The daughter of a New York artist, Rice, a fledgling fashion model at 16, suddenly found her image--adorned in Dior--in pages of Vogue and numerous European magazines. And although Rice's appearance became synonymous with the '50s woman, she never took the prescribed '50s course of domesticity and motherhood.
Rice remained a model for 15 years, later turning to acting. She now lives with her husband, producer Stanley Chase, in Los Angeles, where she records her impressions of L.A. life in a flurry of paintings that cover almost every wall in the couple's plush West L.A. condo.
Lately, she's also been spotting pictures of her former self in TV and print retrospectives celebrating the 40th anniversary of the new look. "It's such an eerie feeling" she says, remembering those self-absorbed modeling years.
"When you're a model, you're the center--all that matters is that you look a certain way for the camera. Now I find it much more interesting to look at the world around me," says Rice, who, sitting in her all-white living room, still has the air of a pampered, indoor woman.

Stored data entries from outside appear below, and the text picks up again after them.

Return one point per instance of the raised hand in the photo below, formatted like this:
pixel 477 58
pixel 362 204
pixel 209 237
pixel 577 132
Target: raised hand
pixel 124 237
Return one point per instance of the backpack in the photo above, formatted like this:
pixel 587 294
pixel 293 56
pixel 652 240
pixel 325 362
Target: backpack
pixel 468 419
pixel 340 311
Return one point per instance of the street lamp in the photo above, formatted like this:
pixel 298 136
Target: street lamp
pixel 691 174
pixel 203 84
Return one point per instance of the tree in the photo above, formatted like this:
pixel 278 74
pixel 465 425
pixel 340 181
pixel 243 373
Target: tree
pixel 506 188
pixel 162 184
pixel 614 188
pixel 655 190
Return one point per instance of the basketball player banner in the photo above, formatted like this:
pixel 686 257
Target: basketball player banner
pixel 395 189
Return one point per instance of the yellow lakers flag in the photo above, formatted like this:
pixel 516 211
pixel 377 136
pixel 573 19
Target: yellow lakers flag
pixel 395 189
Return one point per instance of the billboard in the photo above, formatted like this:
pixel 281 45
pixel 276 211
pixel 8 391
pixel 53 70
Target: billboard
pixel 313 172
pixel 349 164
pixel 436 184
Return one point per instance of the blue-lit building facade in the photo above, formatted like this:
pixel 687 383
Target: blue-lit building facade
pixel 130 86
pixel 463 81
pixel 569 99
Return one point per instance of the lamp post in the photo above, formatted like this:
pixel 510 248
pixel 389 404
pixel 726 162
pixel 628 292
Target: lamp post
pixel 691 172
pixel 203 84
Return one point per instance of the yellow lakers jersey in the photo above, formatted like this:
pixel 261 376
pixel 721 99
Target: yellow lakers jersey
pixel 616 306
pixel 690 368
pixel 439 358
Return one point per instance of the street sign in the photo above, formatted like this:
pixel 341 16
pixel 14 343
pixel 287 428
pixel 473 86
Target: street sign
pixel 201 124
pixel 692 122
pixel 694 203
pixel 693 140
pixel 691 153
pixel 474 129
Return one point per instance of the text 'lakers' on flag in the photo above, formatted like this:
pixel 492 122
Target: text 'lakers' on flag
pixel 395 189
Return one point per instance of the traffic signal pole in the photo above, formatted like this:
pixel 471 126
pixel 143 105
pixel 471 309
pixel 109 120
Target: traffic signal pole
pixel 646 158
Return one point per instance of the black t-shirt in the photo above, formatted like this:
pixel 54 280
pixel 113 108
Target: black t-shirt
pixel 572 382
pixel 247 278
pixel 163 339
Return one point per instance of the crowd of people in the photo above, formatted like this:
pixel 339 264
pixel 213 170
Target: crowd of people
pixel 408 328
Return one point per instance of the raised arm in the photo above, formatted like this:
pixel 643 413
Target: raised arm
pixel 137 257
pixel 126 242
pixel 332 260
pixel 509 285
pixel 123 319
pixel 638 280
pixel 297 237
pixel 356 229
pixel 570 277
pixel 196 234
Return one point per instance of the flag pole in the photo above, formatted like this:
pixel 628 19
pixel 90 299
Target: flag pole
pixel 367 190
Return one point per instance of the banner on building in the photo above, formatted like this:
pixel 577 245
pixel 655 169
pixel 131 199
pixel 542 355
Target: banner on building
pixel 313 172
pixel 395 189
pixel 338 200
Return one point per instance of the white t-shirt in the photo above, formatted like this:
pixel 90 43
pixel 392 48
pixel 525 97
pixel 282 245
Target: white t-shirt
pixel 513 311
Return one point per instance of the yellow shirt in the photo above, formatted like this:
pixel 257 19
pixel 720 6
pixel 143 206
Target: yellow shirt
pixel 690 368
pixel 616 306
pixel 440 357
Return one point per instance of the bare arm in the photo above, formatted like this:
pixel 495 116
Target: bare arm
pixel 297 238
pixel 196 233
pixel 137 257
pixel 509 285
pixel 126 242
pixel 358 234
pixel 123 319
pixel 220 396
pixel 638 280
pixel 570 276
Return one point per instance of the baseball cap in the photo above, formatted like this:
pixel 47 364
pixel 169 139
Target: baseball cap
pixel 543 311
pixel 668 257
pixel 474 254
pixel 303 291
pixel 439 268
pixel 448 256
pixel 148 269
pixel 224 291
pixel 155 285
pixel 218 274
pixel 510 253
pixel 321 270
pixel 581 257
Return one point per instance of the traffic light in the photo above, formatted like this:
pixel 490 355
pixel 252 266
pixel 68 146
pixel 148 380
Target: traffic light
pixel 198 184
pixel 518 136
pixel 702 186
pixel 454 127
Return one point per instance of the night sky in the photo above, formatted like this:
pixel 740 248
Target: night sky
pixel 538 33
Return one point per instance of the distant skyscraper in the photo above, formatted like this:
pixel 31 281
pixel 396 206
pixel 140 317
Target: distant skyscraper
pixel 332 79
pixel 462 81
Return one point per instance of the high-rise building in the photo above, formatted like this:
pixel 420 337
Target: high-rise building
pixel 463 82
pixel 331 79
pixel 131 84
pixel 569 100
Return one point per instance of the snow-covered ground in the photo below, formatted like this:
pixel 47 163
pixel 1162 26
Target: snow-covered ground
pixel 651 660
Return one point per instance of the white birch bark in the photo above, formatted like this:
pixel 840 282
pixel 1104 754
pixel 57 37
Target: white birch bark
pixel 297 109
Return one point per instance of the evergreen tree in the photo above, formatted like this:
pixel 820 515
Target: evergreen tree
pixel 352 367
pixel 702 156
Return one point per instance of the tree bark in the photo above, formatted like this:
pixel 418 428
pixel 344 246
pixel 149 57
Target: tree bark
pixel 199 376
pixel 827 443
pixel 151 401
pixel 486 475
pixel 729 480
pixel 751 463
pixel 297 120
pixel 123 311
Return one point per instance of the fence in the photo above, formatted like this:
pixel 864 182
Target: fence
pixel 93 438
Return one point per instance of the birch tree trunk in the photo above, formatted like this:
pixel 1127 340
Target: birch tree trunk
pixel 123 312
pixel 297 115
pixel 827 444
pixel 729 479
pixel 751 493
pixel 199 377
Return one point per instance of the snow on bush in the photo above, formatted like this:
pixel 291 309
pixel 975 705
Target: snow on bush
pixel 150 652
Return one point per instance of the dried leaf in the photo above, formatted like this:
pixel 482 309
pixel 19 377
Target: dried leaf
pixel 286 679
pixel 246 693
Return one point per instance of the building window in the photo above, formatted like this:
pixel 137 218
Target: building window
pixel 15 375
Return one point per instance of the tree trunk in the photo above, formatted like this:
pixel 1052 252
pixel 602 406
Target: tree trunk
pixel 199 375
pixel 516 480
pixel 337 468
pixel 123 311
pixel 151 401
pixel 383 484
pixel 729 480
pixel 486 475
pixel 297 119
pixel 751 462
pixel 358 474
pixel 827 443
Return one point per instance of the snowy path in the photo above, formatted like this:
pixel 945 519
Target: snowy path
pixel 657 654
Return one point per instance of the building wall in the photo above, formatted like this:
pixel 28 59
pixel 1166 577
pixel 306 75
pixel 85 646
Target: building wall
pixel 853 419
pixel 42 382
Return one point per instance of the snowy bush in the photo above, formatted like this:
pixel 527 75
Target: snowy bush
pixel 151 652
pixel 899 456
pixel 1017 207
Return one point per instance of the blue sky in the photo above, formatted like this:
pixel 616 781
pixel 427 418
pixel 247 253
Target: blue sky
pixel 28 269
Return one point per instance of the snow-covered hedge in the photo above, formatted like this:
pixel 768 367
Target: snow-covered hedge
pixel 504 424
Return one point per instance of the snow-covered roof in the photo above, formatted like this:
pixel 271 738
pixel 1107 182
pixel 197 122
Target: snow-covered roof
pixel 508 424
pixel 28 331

Rice had been an artist's model since childhood and had just joined the John Robert Powers agency in New York, when she learned that the fashion industry was looking for females "who looked French."
She says photographer Serge Balkin took some shots of her with matte makeup and upswept hair--creating a grown-up image that soon had Vogue magazine sending the teen-ager to London and Paris, and Christian Dior seeking her out as his "new look" model.
"It was an acting job for me. I was being very sophisticated. But I just happened to be right for that French coquette look," she says.
The portfolio created during those months in Europe with Dior, Balmain, Balenciaga and others carried her professionally "for at least 10 years," she says. And although she made good money during those early times, she had nothing to show for it later.
'Help People With Talent'
"Unfortunately, I gave it to a lot of writers. I'm one of these people who likes to help people with talent," she says with a smile. "I was idealistic."
Rice was an actress until the 1960s, when she turned to art--and she's been painting ever since. But she continues to watch the changing flock of models. "There are so many beautiful girls today. Even the men are getting beautiful," she says. She admires a lot of American designers today, but considers their clothes overpriced and poorly made.
"I had better clothes to model," she confides.